In order to reveal the secrets of ancient magic, the protagonist must complete four trials left by the Keepers. Each trial features dangerous and complicated puzzles requiring the use of spells the protagonist has learned over the game, each trial leading to a "pensieve", a magical device to store and review memories. Each pensieve reveals the history of ancient magic and its connection to Isidora, who used ancient magic in an attempt to "cure" negative emotions, particularly from her suffering father. The Keepers realised that Isidora was inhaling the extracted emotions to increase her own power, draining students' emotions into a large repository of ancient magic. The Keepers failed in their attempt to dissuade her from doing this. With no alternative in sight, one of the Keepers ultimately used the killing curse to eliminate Isidora. The Keepers decided to keep the repository a secret. As the protagonist completes all trials, they receive one final task: to create a special type of magic wand consisting of the artefacts found at the pensieves.

Professor Fig sends the protagonist to Ollivander in order to craft the Keeper's wand. As the protagonist leaves Ollivander's, they are ambushed by Victor, who proposes an alliance against the goblins. The protagonist refuses, resulting in a battle in which the protagonist manages to defeat Victor. Shortly after, Ranrok locates Isidora's repository and "frees" the ancient power, absorbing it to turn himself into a dragon. Fig is mortally wounded, and the protagonist battles the dragon, ending the goblin rebellion by destroying Ranrok, and must decide whether to seal the magic away or absorb the power for themselves. Regardless of the choice, Fig dies, and Headmaster Black and Professor Weasley hold a eulogy in honour of him. The protagonist returns to finish regular school studies, as the end of the school year is leading to the O.W.L. exams. The journey ends with Professor Weasley awarding the protagonist 100 house points for the extraordinary adventure, which ultimately leads to a win of the House Cup for their respective House.

Development
Hogwarts Legacy was developed by Avalanche Software, which was acquired by Warner Bros. Interactive Entertainment from Disney in January 2017. In the same year, Warner Bros. established a new publishing label named Portkey Games, which was dedicated to managing the Wizarding World license.
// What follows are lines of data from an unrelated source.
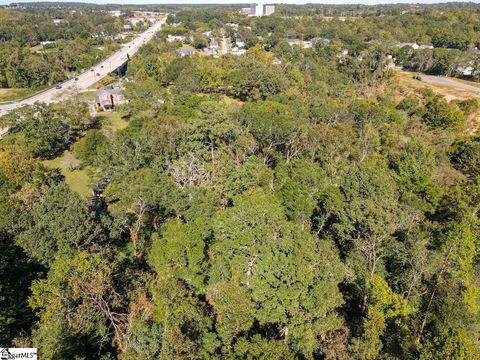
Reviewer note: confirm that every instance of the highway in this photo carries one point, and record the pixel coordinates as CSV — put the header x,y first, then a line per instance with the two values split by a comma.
x,y
86,79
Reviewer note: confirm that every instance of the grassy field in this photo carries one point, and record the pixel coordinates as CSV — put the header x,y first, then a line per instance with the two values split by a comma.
x,y
17,93
111,121
79,180
405,83
107,80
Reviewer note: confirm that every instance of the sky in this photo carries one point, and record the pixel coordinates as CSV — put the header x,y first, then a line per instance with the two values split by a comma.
x,y
367,2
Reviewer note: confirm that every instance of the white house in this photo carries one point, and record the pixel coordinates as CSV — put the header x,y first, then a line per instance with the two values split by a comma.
x,y
172,38
258,9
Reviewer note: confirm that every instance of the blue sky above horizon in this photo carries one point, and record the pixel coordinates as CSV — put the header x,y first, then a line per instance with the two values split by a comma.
x,y
299,2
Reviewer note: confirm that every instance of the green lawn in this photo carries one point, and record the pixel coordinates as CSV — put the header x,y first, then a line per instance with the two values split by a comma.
x,y
18,93
111,121
107,80
87,95
78,180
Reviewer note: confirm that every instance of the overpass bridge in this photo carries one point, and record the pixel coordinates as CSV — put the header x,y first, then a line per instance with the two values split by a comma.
x,y
85,80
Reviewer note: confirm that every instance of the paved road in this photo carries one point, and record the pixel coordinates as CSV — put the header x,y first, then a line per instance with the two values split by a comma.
x,y
224,45
88,78
450,82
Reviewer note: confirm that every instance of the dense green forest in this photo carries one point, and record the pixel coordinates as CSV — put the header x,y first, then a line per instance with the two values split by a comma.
x,y
288,203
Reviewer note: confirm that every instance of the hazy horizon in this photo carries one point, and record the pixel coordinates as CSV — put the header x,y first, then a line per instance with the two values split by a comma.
x,y
299,2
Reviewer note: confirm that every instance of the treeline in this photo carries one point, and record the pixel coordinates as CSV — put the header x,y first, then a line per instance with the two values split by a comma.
x,y
441,62
80,39
257,211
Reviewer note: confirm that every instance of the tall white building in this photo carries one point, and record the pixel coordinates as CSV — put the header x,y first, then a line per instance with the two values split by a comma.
x,y
259,9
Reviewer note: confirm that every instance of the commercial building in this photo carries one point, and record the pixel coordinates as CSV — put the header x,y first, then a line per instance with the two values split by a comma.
x,y
258,9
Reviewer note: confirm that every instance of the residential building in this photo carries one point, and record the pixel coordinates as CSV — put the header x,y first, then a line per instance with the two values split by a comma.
x,y
110,96
172,38
186,51
258,9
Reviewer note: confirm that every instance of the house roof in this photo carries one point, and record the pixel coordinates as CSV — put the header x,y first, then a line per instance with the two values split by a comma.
x,y
110,90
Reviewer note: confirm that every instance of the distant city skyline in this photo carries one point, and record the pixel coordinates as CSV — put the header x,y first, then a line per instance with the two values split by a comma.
x,y
299,2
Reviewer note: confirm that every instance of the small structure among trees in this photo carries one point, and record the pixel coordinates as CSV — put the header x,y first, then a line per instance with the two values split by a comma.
x,y
110,96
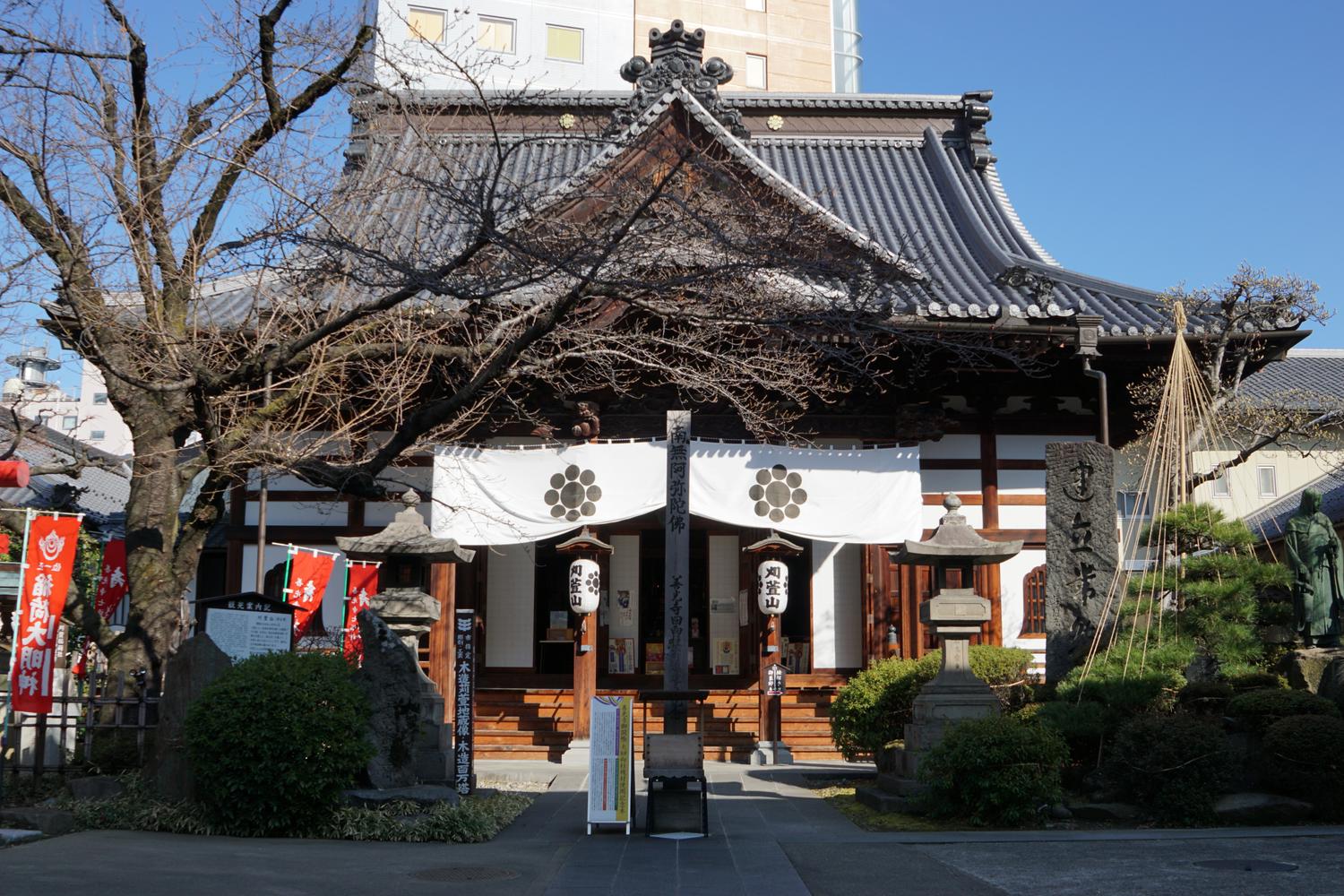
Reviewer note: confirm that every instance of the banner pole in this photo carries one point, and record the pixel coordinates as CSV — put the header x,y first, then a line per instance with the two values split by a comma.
x,y
344,607
13,654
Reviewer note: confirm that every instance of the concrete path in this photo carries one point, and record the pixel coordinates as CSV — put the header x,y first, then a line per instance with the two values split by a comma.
x,y
771,836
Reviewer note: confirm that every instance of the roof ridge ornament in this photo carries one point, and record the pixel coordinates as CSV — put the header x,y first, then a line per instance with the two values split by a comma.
x,y
677,59
976,113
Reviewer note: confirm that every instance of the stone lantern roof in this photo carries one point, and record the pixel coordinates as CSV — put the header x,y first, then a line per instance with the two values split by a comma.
x,y
406,535
954,543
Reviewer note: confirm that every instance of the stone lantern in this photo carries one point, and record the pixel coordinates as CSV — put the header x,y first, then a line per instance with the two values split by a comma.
x,y
406,549
956,616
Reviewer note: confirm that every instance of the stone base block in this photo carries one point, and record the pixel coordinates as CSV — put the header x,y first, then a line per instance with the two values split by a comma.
x,y
771,753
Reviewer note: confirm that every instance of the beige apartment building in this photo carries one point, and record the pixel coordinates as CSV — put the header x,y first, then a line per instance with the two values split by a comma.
x,y
782,46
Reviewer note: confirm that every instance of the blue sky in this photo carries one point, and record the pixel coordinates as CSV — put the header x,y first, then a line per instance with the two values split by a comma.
x,y
1148,142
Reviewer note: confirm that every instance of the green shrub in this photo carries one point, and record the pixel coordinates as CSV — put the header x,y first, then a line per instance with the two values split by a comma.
x,y
1176,766
1257,681
874,707
995,771
1301,758
274,740
1081,724
1263,707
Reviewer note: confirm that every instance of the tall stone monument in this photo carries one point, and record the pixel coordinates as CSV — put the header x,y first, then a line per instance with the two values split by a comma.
x,y
1082,548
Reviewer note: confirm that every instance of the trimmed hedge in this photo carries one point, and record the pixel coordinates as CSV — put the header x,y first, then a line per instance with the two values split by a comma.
x,y
1176,766
274,740
995,771
1263,707
1301,758
874,707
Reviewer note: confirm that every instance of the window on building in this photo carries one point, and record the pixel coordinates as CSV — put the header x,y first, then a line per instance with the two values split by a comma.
x,y
1034,603
1268,481
755,72
1220,487
495,34
426,24
564,43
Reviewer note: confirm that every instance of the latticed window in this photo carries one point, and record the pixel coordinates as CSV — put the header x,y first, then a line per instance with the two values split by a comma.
x,y
1034,602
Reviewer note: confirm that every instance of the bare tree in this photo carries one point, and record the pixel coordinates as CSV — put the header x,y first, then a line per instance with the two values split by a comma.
x,y
244,289
1230,320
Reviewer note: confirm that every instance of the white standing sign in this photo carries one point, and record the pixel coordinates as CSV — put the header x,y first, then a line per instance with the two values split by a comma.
x,y
612,762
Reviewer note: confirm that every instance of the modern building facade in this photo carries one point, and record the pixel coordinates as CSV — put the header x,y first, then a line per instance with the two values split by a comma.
x,y
86,417
796,46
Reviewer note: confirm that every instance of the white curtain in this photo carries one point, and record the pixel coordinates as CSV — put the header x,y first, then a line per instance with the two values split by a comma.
x,y
505,495
860,495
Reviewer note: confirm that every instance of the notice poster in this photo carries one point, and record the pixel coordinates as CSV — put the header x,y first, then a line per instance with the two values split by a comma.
x,y
620,654
249,627
726,656
610,762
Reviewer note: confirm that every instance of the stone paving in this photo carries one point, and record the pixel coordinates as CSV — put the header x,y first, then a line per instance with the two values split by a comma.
x,y
769,836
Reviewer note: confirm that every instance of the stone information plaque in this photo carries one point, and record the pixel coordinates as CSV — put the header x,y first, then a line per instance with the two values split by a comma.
x,y
249,627
1081,548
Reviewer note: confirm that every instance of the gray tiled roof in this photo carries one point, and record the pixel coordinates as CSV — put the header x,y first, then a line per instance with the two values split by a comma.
x,y
1306,378
104,490
1269,522
921,196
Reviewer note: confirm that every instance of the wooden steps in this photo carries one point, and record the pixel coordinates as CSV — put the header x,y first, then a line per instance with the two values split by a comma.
x,y
513,723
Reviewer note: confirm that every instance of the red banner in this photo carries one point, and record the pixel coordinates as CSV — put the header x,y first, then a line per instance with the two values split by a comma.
x,y
112,579
308,576
48,557
363,583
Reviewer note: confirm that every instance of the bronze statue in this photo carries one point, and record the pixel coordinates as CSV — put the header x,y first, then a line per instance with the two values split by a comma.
x,y
1317,562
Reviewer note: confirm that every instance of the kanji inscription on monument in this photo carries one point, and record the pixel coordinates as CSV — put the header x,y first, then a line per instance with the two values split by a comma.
x,y
1081,548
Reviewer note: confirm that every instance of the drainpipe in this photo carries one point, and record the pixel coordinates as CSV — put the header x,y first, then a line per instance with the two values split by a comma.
x,y
1086,344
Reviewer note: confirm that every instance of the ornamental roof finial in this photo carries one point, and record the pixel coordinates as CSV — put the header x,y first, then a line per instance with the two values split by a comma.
x,y
677,62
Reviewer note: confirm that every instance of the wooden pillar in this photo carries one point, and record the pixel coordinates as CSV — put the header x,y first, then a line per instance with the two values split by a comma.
x,y
768,708
443,587
585,675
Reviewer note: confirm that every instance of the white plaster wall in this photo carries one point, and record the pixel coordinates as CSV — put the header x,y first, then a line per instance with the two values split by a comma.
x,y
1021,481
1011,573
625,576
510,603
300,513
943,481
1031,447
952,446
836,606
333,599
723,583
1015,516
973,512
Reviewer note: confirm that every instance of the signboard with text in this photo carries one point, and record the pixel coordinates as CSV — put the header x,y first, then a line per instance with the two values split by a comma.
x,y
464,697
247,625
610,762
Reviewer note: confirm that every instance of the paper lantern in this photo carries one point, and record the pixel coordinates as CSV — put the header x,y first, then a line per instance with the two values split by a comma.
x,y
13,474
773,587
585,586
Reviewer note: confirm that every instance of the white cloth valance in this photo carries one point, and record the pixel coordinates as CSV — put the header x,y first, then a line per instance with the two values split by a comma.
x,y
505,495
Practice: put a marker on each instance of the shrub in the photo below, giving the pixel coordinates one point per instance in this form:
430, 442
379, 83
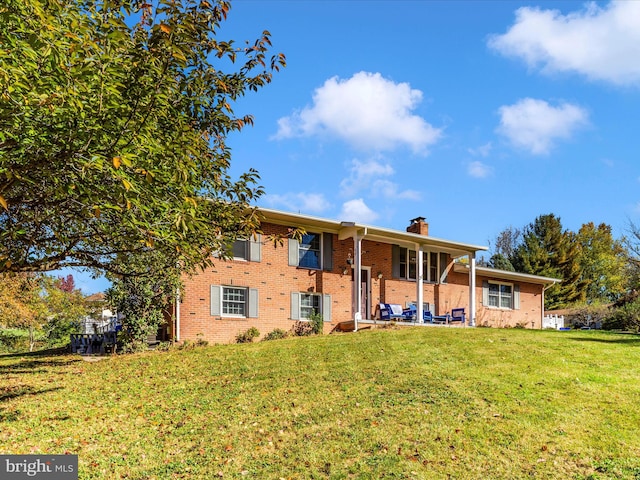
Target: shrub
248, 336
302, 329
317, 323
276, 334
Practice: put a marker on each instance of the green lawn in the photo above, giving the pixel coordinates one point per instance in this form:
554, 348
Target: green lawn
409, 403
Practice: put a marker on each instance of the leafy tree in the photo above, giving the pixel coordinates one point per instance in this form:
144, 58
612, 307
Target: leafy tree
501, 262
547, 250
507, 242
64, 308
19, 303
113, 121
143, 300
632, 244
39, 304
602, 263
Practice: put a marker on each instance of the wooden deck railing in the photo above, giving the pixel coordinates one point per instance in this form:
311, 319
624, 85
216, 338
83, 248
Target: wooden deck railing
93, 343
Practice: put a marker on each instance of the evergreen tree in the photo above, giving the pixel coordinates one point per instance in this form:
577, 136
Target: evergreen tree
602, 263
549, 251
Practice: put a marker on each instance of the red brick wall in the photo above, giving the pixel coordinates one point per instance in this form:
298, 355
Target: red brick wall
276, 280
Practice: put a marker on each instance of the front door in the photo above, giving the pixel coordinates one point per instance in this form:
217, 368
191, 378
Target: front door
365, 280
The open world game was developed by utilizing the Unreal Engine, its fourth generation in particular. J. K. Rowling, the author of the Harry Potter series, was not directly involved in development. However, Warner Bros. acknowledged that her literary works served as the basis for all projects in the Wizarding World. Five years in the making, experts estimate Hogwarts Legacy's budget at $150 million.

Lead designer Troy Leavitt stated that the studio had the flexibility to select the elements that fans were most enthusiastic about. He also mentioned that Hogwarts Legacy was designed to give fans the "wizarding world experience" they always desired while reading the books or watching the movies, without any particular agenda or message. Leavitt drew significant criticism in February 2021 due to a series of social media posts and videos where he expressed support for cultural appropriation and Gamergate. Amid the controversy, he resigned from his roles at both Avalanche Software and the Hogwarts Legacy project. He emphasised that his decision to leave was not influenced by the negative feedback he received. Warner Bros. did not provide any comment on the issue. Also working in game design, Troy Johnson elaborated that with the advancements in modern technology and gaming consoles, it was possible to create a competent game based on the Wizarding World. The open world of the game was intentionally designed to fulfill two primary goals: to allow players overall freedom while playing the game and to offer opportunities to craft a gaming experience that is highly personalised and can be enjoyed in their own unique way.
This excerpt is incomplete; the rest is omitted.